Par contre, quand il s’agit de trouver les moyens d’entretenir les forêts, l’action est des plus limitée. Pourtant, 90 % des maisons qui brûlent le doivent à des terrains insuffisamment ou pas du tout débroussaillés, soit par ignorance, soit parce que les propriétaires ne veulent pas ou ne peuvent pas payer.
Par ailleurs, la forêt landaise a cette particularité d’être exploitée à 80 % pour la production de pins maritimes qui se répartit entre 25 000 propriétaires. S’il existe une gestion globale de la forêt avec pistes, points d’eau, tours de surveillance, elle est financée pour moitié par des fonds publics dans le but de lutter contre les feux.
La méthode se révèle aujourd’hui largement insuffisante.

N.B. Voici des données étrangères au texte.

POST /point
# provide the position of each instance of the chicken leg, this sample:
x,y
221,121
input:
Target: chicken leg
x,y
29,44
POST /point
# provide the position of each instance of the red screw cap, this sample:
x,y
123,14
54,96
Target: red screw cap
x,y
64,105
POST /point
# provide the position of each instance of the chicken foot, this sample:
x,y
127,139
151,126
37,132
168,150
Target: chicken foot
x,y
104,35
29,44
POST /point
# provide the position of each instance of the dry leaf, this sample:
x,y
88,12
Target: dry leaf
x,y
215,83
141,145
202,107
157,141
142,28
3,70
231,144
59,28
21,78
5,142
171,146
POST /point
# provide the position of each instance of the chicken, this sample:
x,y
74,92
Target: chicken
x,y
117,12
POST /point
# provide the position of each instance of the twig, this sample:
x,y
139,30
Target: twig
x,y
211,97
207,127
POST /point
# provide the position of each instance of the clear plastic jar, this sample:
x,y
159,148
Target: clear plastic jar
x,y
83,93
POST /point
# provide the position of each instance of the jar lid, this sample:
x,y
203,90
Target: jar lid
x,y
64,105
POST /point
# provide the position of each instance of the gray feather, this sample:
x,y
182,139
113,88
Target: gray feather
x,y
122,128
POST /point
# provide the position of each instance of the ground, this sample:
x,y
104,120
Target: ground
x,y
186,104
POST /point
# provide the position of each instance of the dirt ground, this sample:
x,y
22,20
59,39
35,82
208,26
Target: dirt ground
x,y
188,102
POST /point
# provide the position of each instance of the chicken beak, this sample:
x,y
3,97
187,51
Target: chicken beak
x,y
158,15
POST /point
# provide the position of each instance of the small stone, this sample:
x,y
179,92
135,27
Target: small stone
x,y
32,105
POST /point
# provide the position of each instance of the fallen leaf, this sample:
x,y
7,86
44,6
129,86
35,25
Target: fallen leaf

Mais il n’existe pas de réelle politique de brûlage ou d’élimination du combustible au sol (épines de pin, bois mort), qui serait possible lors de saisons moins propices aux incendies, mais qui nécessiterait de la part de chaque propriétaire un travail, et donc des dépenses supplémentaires. La nécessaire planification de l’entretien des forêts se heurte donc à la politique d’économies de l’État, qui n’entend pas se donner les moyens de contrôler les propriétaires de domaines forestiers, ni d’accroître les effectifs des agents de l’Office national des forêts (ONF), passés de 12 000 au début des années 2000 à un peu plus de 7 000 aujourd’hui.